Tech Moves Fast. So Do Threats.
AI is writing code. Quantum computing is on the horizon. We’ve never been more advanced and never more exposed.
Threat actors don’t wait for permission. They exploit what’s left vulnerable.
And too often, what’s vulnerable isn’t the network. It’s the human holding the access card that shouldn’t even work anymore.
Your Security Stack Isn’t Complete Without Accountability
Everyone wants to talk about the stack. The frameworks. The tools. But let’s talk about who has access to them.
Too many companies run on trust and shortcuts. An intern gets admin rights “just for now.” A contractor keeps their badge after the project wraps. Someone on your team leaves, and no one remembers to deactivate their credentials.
That’s not innovation. That’s negligence.
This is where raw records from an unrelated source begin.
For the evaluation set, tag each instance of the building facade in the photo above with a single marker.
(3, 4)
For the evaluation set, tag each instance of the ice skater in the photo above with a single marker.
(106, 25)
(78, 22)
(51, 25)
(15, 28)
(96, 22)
Building a secure tech culture means tracking access with the same intensity you track your metrics. No assumptions. No grey areas. If you can’t say exactly who has physical access to wha(and why) they shouldn’t have it at all.
Final Thought: You Secure Your Codebase. Now Secure Your Space.
You already know the drill: monitor, audit, encrypt, repeat.
But now it’s time to add one more line to your stack: control the physical layer.
Because the smartest infrastructure in the world won’t save you if anyone can walk in and own it.